Born of the protest movement and backed by anti-austerity party Podemos, Manuela Carmena, campaigned against the excesses of the city's elite and promised to change things if she got the top job at city hall, saving hundreds of thousands of euros in the process.
Now, true to her word, she and her fellow councilors from the left-wing coalition, Ahora Madrid, are scrapping a whole host of privileges usually bestowed on Madrid's city hall, "giving it back to the public”, in the words of the new mayor herself.
Within the first fortnight of taking office after ousting the Popular Party from a conservative stronghold lasting 24 years, Carmena has stunned voters by proving to be a politician that actually keeps to her word.

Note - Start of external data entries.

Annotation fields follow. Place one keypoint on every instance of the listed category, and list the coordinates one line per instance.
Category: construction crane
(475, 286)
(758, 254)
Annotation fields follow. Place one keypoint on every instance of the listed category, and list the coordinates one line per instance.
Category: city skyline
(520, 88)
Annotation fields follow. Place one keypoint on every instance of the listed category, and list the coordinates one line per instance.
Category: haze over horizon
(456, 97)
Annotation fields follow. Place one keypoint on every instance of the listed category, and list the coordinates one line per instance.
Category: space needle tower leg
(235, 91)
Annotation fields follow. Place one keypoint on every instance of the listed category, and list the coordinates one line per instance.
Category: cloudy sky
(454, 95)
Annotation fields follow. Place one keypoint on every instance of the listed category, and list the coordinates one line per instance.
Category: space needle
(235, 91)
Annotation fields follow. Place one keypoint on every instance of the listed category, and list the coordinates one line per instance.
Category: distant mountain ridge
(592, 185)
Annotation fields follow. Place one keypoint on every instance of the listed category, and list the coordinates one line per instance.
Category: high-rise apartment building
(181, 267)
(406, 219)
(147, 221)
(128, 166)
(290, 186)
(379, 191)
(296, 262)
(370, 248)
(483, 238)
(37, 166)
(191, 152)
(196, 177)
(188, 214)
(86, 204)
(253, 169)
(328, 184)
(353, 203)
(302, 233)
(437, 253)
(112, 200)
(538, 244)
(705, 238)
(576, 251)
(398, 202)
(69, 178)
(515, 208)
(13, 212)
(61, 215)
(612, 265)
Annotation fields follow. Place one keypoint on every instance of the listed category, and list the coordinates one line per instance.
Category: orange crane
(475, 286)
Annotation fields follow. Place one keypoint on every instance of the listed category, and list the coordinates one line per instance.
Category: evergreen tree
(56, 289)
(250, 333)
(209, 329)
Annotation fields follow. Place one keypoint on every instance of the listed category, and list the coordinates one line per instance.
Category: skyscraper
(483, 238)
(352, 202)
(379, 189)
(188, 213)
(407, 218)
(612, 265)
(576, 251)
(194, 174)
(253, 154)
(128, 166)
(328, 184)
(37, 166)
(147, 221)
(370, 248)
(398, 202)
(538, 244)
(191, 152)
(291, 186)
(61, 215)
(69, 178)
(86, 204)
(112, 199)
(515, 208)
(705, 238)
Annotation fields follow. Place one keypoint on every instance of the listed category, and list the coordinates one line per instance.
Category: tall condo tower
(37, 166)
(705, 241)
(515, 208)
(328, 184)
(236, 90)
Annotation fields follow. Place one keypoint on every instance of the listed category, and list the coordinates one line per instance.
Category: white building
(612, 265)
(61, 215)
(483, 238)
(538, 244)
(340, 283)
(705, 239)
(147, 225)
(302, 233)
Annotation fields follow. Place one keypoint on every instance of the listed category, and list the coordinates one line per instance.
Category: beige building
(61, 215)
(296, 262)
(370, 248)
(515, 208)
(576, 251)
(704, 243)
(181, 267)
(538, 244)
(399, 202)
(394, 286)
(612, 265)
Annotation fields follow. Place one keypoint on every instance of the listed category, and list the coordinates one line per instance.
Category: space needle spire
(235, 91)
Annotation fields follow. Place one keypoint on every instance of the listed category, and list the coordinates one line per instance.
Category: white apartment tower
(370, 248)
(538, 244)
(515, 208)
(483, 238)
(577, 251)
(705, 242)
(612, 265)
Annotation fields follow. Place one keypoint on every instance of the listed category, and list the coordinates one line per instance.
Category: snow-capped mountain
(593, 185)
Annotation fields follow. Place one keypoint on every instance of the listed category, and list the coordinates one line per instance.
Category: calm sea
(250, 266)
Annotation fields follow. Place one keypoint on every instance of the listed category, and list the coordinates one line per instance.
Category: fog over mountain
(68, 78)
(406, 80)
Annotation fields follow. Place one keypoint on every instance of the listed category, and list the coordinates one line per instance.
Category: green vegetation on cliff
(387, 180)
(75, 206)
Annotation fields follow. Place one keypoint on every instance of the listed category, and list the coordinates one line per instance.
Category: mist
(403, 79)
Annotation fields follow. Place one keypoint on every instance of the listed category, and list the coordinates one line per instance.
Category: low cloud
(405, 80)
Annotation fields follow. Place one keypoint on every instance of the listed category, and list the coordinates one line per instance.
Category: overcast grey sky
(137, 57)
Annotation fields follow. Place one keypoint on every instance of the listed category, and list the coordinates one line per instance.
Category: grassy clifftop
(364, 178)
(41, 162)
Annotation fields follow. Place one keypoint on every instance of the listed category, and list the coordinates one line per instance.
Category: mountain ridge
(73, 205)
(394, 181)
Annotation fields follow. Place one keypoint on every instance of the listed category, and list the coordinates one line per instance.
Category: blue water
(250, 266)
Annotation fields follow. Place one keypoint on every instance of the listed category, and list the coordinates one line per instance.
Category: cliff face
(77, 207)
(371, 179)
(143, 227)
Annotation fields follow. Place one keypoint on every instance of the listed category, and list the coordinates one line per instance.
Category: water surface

Here is what she has given up:
Her mayoral car
One of the first things Carmena rejected was the mayor's chauffeur-driven car, opting instead to travel to work by metro, just like tens of thousands of other Madrileños.
Seats at Las Ventas
Madrid's council was notably absent during a recent bullfight in Madrid's Las Ventas bullring, having announced that they were giving up their VIP box. "Our idea is to give up all our boxes, we do not want to use them," Ahora Madrid was quoted as saying in Spanish daily, ABC.
Club de campo, Madrid
One of Spain's most prestigious country clubs may no longer be able to count Madrid's political elite among its members. The club is no stranger to controversy; in 2013 a Spanish newspaper revealed that 648 people had received exclusive passes to the club. The previous mayor of Madrid, Ana Botella, reduced the number to 200 in 2013. The club confirmed to Spanish daily 20 minutos that they had not given out any "courtesy passes" since 2014 because no one had asked for them.
Royal theatre box
Photo: Luc Mercelis/Flickr
Ahora Madrid has also given up its seats at the city's Teatro Real, urging the theatre to sell the tickets and invest the money in the city's opera company instead.
Gold card for Madrid's trade fair centre
Photo: Alquiler de coches/Flickr
The 20 new councilors will give up the gold cards usually bestowed on newly elected city hall officials for Madrid's trade fair centre, allowing free access to the over 70 trade fairs a year that take place there. That is a saving of nearly €30,000 according to Spanish daily, 20 minutos.
Box at Santiago Bernabeu
Photo: Camilo Rueda López/Flickr
La Caja Magica
Rafael Nadal and Andy Murray at the 2015 Madrid Open. Photo: Gerard Julien/AFP
The home of Spain's Madrid Open tennis competition will also be much less frequented by Madrid's politicians – the city's new councillor's have given up their box.
Cut her salary
Carmena promised to cut her salary to €45,402, much less than the salary of previous Madrid mayor, Ana Botella, who took home €100,000 a year.